In September 2016, Wells Fargo CEO John Stumpf testified before Congress, acknowledged wrongdoing by his company, and agreed to pay $185 million in penalties for fraudulent actions taken by over 5,000 of his employees. This debacle came to mind recently upon reading a 1975 research paper published in the Academy of Management Journal, On the Folly of Rewarding A, While Hoping for B. This paper describes the commonplace problem of rewards systems that are not aligned with desired outcomes and the detrimental results that may ensue. It touches on the fallibility of human decision-making and the assumptions (instead of quality data) that often drive decision-making. At some point, Wells Fargo management made really bad decisions: they incentivized employees to make decisions that harmed customers, the company, and ultimately, themselves.
Consider your rewards and incentives systems. What data drive decision-making? Do they align with desired outcomes? Do you track and monitor them to verify they achieve desired goals?
An October 2016 article in the Harvard Business Review discusses how workplace decisions made by all employees, even highly skilled professionals, are often driven by “noise” (irrelevant factors like personal attitudes, comfort, and work atmosphere). This results in inconsistent decision-making that is not based on objective factors or data, and the highly variable results are costly to all employers. The variance is so great and costly, the article asserts, that human judgment should be supported by or even replaced by algorithms. Research shows that data-driven processing yields better results due to consistent, fact-based decisions free of human irrationality. Such an approach is likely not possible for organizations that lack the budget and mathematical expertise to develop such algorithms. Happily, the Harvard Business Review offers several low-tech interventions that organizations of every size can implement to improve decision-making, including:
- Checklists to guide decision-makers
- Group discussion to explore varying perspectives
Consider decision-making in your organization. Are decision-makers subject to any sort of evaluation or group discussion? How do you know that decisions are consistently made based on facts? Do you offer any tools, training or other supports for decision-makers? Is it safe for them to seek help?

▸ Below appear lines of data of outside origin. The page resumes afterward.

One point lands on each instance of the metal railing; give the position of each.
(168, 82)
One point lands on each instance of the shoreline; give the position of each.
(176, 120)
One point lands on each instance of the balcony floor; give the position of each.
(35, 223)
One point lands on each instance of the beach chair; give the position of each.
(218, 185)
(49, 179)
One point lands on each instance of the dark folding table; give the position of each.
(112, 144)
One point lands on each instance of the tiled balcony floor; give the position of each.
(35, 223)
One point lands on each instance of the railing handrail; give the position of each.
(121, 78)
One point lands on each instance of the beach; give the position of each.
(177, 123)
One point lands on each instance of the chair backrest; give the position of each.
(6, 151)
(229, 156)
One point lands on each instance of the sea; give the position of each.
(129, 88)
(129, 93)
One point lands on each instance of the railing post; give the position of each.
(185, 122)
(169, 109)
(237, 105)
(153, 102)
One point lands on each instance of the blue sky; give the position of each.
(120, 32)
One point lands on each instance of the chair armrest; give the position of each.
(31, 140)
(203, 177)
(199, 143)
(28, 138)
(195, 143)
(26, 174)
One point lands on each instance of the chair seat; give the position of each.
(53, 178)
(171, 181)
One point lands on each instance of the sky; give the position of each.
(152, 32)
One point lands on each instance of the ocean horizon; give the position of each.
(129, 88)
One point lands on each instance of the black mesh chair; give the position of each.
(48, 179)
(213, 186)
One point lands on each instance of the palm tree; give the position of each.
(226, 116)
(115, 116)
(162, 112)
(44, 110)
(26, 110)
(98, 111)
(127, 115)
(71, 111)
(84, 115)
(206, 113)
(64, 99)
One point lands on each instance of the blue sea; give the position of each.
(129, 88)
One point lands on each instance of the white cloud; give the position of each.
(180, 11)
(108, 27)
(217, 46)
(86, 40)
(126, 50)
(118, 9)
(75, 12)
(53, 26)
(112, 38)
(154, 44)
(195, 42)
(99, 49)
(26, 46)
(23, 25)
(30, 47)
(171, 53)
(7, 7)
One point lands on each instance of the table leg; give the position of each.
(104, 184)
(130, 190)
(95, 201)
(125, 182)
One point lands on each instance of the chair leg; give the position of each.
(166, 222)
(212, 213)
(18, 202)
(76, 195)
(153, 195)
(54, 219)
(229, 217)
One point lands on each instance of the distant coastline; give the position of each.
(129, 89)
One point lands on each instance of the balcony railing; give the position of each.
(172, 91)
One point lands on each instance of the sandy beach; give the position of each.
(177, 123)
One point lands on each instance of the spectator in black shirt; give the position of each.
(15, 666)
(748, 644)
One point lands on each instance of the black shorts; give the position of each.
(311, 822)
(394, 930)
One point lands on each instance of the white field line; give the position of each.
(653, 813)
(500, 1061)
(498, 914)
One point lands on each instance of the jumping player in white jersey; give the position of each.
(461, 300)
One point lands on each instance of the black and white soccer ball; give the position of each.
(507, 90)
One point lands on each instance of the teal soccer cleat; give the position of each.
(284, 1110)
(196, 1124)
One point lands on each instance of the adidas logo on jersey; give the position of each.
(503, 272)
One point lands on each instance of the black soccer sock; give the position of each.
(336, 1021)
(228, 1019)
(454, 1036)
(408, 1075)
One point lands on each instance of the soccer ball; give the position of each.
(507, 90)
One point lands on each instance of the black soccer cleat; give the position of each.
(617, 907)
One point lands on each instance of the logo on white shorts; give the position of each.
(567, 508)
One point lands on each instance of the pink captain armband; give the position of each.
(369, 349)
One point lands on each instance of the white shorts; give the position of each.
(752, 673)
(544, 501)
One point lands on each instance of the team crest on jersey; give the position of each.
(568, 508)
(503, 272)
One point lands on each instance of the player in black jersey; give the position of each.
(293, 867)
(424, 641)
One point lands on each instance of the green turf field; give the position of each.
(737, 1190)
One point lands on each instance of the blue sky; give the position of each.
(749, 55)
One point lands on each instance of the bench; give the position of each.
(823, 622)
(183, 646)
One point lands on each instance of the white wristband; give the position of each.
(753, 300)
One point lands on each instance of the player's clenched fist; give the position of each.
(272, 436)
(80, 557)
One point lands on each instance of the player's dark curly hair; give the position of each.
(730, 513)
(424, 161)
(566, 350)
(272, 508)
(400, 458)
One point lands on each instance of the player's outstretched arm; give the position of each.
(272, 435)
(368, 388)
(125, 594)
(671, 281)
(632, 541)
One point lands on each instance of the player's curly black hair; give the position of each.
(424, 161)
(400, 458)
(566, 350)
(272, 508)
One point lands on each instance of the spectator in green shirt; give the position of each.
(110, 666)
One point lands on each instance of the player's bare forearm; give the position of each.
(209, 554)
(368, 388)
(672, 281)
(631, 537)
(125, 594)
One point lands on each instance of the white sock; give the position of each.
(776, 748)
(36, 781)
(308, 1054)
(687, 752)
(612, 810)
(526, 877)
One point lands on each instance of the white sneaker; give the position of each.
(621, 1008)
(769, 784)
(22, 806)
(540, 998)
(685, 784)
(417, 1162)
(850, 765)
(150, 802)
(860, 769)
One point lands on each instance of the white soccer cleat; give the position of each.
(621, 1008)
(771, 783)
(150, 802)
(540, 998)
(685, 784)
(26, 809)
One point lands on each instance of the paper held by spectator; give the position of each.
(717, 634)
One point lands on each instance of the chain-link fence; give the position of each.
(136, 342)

What would happen if group discussion on decision-making did take place in your organization? Almost certainly, there would be disagreement, debate and discomfort, especially when junior employees contradicted their senior colleagues. Clearly, a workplace culture of open communication and psychological “safety” would be necessary for a group discussion to achieve maximum effectiveness.
Is it safe for employees at every level of your organization to challenge processes and practices? If not, why? Who are the gatekeepers, and why are they not open to dialog? What is the potential cost to not allowing open communication?